Achievements
NTT data case competition finalist
Academics
Bachelor of Education, Waseda University 2008
“Keep chasing the excitement.”
I’ve spent 17 and a half years as a magazine editor in Japan. Fifteen years at a sports & wellness magazine, two at a fashion magazine. Do you know what a Japanese magazine editor does? Everything from concepting an entire issue, designing about 80 pages of content, doing research, staffing writers, photographers, stylists, hair and makeup artists, models, running interviews and shoots, directing the visuals, building layouts, writing copy, proofreading. Working with a long list of stakeholders, it took around two months to build something from zero to one. It was definitely busy, but for me, these 17 years were really about chasing the same two things, over and over: excitement and movement.
My story starts in a small port town in the Japanese countryside. The nearest train station was a 50-minute drive away. You can probably picture how rural we’re talking. There was nothing to do but kick a ball around outside with the other kids, so naturally I fell into baseball. Just baseball, Morning, noon, and night. I was a textbook Japanese “jock”: I hated studying, but I worked hard at sports. Growing up in that environment, the values of “one for all, all for one”, of loyalty and human warmth were drilled into me from a young age. Anyone who’s talked to me would agree. People often find me a bit stiff at first but quickly change their minds.
Choosing to become a magazine editor was, in a way, inevitable for someone as obsessed with sports as I was. I could meet pro athletes face to face. I could go to events and matches for work and watch from the best seats, for free. What better job is there? But one day, a defining moment came. In 2013, I had the chance to attend L’Étape du Tour for work, an event where cyclists get to ride one of the actual stages of the Tour de France, the pinnacle event for amateurs. The day before the race, the town was packed with people. The next day, every single one of them would push themselves toward a single finish line. I still remember the feeling of fire in my veins, just from being inside that environment. I wanted to make events like this. Generate this excitement myself, not just convey it on the page. That was the moment.
A few years later, I was offered multiple management promotions at the company and I kept turning it down. I didn’t want to leave the field, and the idea of managing people sounded like the last thing I’d ever wanted. But looking back, I think the real reason was somewhere else. Deep down, I didn’t have the confidence to scale magazines as a business. To create the kind of excitement I’d seen at L’Étape du Tour with my own hands, I’d have to learn business properly, from the ground up. That’s how I ended up knocking on ESADE’s door. I’m the only student here from a background like mine, which means everyone around me feels like a teacher. Every class, every discussion, everything I see and hear feels new. There’s still so much of the world I don’t know. I’m working hard to find a job in Europe, and the days are full of doubt. But instead of being buried under them, I feel truly alive.

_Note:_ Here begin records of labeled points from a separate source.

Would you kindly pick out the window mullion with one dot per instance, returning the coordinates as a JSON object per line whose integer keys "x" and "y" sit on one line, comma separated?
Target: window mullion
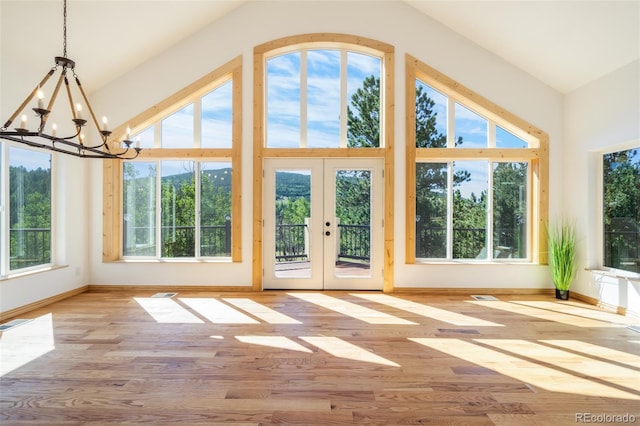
{"x": 159, "y": 224}
{"x": 450, "y": 210}
{"x": 343, "y": 99}
{"x": 451, "y": 123}
{"x": 197, "y": 123}
{"x": 303, "y": 98}
{"x": 197, "y": 221}
{"x": 489, "y": 210}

The “Invisible but Essential” thing for me is what I started with: excitement and movement. A life without excitement is boring. A life without movement might even be meaningless. Granted, movement comes with goodbyes, and there are painful moments. Wherever the urge to move takes me, my own kind of excitement is always waiting, bringing new encounters with it. Straight from a tiny port town to Tokyo. Through work all over Japan, and to South Africa, India, the mountains of Europe. And now, from Japan to Barcelona. I would say I’ve got a bit of a short attention span. Flip that around though, and it just means my bar for curiosity is low. I find almost anything interesting. And that curiosity accelerates excitement and movement. I’m not exactly young anymore, but I have a feeling that this restlessness to chase excitement isn’t going anywhere anytime soon; it is my way of feeling alive.